Abu Dhabi appoints Japan’s Inpex to manage offshore concession

Inpex’s secured a 10 per cent interest in the Lower Zakum field in February for $600m



Abu Dhabi National Oil Company (ADNOC) has appointed a subsidiary of Japan’s Inpex Corporation to manage its Lower Zakum offshore concession.

The agreement, signed during the second day of Japanese Prime Minister Shinzo Abe’s visit to the UAE, comes following Inpex’s securing of a 10 per cent interest in the field in February for $600m.

Read: Japan’s Inpex awarded Abu Dhabi offshore oil stake for $600m

“This agreement further strengthens the economic relationship between the UAE and Japan, which is founded on the established and mutually beneficial partnerships in the energy sector,” said ADNOC group CEO Sultan Al jabber.

Inpex’s JODCO Lower Zakum subsidiary will lead the development of the Lower Zakum field to achieve the concession objectives, build up and sustain production targets and achieve agreed recovery rates and cost optimiaation goals, ADNOC said.

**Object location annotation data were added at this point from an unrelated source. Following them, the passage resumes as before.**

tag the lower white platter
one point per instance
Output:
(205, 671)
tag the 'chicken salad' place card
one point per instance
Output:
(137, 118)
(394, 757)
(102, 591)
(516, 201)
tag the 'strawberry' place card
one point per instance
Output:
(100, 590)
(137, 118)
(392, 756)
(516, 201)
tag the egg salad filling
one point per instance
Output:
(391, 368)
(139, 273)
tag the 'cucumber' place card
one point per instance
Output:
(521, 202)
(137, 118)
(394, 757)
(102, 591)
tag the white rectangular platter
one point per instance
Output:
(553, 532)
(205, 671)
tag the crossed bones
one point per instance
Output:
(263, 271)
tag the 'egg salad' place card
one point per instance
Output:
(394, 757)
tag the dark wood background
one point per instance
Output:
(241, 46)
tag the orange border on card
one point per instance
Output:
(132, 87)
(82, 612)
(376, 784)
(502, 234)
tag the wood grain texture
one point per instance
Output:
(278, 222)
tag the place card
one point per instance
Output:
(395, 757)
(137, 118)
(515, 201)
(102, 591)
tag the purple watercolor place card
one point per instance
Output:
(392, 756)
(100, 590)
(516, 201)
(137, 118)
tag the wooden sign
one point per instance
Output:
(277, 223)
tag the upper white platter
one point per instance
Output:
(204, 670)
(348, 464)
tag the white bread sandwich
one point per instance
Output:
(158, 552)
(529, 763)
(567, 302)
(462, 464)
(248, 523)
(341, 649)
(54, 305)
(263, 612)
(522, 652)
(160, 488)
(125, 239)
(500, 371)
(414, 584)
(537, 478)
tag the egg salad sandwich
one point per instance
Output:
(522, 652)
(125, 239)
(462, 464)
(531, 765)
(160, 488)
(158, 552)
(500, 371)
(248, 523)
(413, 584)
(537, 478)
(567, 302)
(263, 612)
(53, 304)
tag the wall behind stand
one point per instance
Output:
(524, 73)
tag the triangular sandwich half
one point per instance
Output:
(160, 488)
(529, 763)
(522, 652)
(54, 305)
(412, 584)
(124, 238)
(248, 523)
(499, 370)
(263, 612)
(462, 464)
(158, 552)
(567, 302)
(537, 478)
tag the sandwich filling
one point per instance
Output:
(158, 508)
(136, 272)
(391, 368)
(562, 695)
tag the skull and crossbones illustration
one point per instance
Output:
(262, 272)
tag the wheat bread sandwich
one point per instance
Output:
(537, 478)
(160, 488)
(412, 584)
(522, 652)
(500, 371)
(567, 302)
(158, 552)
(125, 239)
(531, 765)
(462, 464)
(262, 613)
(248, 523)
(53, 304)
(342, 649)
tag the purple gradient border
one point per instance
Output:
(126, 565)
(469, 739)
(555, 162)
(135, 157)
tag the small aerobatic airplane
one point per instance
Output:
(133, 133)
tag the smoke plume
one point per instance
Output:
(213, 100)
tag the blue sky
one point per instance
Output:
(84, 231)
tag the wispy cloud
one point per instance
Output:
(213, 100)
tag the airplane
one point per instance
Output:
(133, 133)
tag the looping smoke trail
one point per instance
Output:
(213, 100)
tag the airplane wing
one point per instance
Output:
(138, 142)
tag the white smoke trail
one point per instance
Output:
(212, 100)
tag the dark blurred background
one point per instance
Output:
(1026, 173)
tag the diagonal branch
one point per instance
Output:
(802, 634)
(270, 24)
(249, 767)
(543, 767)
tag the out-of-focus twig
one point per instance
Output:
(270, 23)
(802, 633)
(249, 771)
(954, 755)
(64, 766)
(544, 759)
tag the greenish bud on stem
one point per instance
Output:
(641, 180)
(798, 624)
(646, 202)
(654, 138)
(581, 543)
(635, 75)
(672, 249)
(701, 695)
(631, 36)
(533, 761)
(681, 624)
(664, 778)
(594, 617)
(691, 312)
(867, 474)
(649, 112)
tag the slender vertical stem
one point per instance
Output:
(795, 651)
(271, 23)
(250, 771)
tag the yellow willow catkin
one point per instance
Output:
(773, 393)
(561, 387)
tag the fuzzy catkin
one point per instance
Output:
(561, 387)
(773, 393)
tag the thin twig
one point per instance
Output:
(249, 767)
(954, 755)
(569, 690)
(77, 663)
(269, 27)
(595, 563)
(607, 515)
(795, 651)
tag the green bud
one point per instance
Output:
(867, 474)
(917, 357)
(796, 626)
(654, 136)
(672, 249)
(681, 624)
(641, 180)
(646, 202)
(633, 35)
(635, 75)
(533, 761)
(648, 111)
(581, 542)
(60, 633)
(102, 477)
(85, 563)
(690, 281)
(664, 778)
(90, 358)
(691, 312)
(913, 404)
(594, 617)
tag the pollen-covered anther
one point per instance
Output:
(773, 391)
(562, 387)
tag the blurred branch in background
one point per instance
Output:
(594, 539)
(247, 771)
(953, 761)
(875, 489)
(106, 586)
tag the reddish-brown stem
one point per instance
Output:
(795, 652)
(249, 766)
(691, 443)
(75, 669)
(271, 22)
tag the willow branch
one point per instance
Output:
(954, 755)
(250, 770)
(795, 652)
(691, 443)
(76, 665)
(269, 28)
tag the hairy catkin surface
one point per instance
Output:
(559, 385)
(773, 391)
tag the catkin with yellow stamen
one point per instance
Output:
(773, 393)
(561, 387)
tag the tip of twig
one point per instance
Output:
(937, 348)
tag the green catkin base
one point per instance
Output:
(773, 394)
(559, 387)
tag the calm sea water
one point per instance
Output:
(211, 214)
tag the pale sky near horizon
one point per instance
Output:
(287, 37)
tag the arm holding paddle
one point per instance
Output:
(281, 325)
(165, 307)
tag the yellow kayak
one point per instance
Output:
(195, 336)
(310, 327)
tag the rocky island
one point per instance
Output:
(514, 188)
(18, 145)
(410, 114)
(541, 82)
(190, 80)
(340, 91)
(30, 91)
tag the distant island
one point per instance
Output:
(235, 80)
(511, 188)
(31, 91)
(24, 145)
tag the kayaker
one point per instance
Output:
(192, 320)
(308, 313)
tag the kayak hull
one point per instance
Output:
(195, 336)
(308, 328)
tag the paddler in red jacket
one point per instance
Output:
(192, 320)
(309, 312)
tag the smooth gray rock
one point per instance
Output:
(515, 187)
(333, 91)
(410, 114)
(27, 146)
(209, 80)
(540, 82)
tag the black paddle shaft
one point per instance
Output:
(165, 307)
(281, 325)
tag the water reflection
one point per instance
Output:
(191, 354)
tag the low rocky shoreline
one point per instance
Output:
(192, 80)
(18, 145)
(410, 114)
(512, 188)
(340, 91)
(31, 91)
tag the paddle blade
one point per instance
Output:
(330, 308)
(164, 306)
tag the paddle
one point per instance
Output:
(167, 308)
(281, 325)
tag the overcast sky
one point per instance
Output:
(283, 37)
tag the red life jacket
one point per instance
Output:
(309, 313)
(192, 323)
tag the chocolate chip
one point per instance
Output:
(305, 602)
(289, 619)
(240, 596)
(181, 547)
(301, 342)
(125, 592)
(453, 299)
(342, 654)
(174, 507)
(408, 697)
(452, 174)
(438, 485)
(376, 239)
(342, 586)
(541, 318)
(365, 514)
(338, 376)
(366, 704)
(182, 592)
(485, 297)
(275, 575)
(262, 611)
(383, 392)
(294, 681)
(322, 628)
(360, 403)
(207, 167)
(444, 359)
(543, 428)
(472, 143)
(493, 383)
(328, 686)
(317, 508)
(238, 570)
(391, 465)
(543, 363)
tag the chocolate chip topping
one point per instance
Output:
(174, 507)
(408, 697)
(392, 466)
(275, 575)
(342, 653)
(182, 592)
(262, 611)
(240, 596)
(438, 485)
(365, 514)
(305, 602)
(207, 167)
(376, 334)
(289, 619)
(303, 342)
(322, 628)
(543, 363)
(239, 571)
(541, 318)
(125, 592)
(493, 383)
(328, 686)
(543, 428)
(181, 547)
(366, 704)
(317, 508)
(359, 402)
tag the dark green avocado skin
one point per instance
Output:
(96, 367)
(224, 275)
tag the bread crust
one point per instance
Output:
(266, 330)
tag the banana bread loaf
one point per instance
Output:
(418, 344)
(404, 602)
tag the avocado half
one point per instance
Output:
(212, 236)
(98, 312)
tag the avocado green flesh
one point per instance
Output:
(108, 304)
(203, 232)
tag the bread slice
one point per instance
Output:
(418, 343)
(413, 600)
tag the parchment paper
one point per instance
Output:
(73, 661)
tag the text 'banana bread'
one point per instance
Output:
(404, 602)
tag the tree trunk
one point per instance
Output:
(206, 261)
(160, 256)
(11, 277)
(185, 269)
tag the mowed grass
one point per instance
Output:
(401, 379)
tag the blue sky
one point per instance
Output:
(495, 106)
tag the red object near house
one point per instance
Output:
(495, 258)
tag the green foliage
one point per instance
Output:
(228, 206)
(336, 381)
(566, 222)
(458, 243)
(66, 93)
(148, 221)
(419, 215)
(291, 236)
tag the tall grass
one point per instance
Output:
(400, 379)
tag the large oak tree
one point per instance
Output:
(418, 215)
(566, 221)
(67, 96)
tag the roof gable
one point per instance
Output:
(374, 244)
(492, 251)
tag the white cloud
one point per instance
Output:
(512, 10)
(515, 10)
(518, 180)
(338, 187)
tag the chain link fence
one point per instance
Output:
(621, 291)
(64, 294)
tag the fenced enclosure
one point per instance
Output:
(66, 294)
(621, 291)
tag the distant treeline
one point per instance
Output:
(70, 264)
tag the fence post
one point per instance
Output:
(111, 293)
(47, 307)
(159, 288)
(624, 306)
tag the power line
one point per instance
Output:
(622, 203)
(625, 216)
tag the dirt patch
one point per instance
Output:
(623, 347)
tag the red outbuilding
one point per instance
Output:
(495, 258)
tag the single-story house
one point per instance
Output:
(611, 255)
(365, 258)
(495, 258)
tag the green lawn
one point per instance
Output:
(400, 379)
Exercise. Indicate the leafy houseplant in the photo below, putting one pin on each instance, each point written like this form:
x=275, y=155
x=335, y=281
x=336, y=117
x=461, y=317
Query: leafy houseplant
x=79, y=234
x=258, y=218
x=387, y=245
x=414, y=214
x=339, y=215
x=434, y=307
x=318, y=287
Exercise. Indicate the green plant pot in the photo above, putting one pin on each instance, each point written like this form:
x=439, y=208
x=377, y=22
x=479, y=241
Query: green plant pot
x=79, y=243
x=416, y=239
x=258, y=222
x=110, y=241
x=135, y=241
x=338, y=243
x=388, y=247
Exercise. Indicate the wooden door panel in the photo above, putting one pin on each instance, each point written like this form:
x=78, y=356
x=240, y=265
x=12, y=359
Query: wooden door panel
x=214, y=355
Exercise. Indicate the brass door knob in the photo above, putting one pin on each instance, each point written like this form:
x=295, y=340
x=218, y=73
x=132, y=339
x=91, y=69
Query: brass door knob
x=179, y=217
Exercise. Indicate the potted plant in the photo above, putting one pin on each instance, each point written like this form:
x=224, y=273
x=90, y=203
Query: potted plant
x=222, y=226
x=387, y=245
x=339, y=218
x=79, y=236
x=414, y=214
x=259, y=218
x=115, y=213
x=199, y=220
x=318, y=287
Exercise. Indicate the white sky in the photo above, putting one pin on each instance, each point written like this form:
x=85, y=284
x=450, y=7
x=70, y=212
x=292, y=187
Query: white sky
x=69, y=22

“Inpex will devote its human and technical resources to achieving production targets, deploying enhanced oil recovery technology most suitable for Lower Zakum, reducing development and production costs and supporting transfer of technical knowledge,” said Inpex president and CEO Toshiaki Kitamura.

“And, as the only IOC partner participating in both the Lower and Upper Zakum oil fields, we will continue to seek synergies between the two oil fields.”

Inpex has been involved in Abu Dhabi’s oil and gas industry since 1973 through the ADMA concession. The company also has a 12 per cent stake in ADNOC’s Upper Zakum concession and a 5 per cent stake in the ADCO onshore concession.

Under the February deal, the firm extended its stakes in the Satah and Umm Al Dalkh concessions for 25 years, maintaining a 40 per cent stake of the former and increasing its share in the latter from 12 per cent to 40 per cent, at a cost of $250m.

Lower Zakum is one of three new separate concessions that make up the former ADMA offshore concession, under a split designed to maximum commercial returns.

Other shareholders include China National Petroleum Corporation, an Indian consortium, led by ONGC Videsh, Italy’s ENI and France’s Total. ADNOC retains a 60 per cent stake in the field.

The UAE meets 25 per cent of Japan’s crude oil requirements and ADNOC said its was “keen to deepen its ties and partnerships with Japan’s energy and petrochemical sectors, particularly in the downstream”.

The state oil firm said it was also exploring opportunities to tap into Japan’s experience with artificial intelligence, big data and predictive analytics.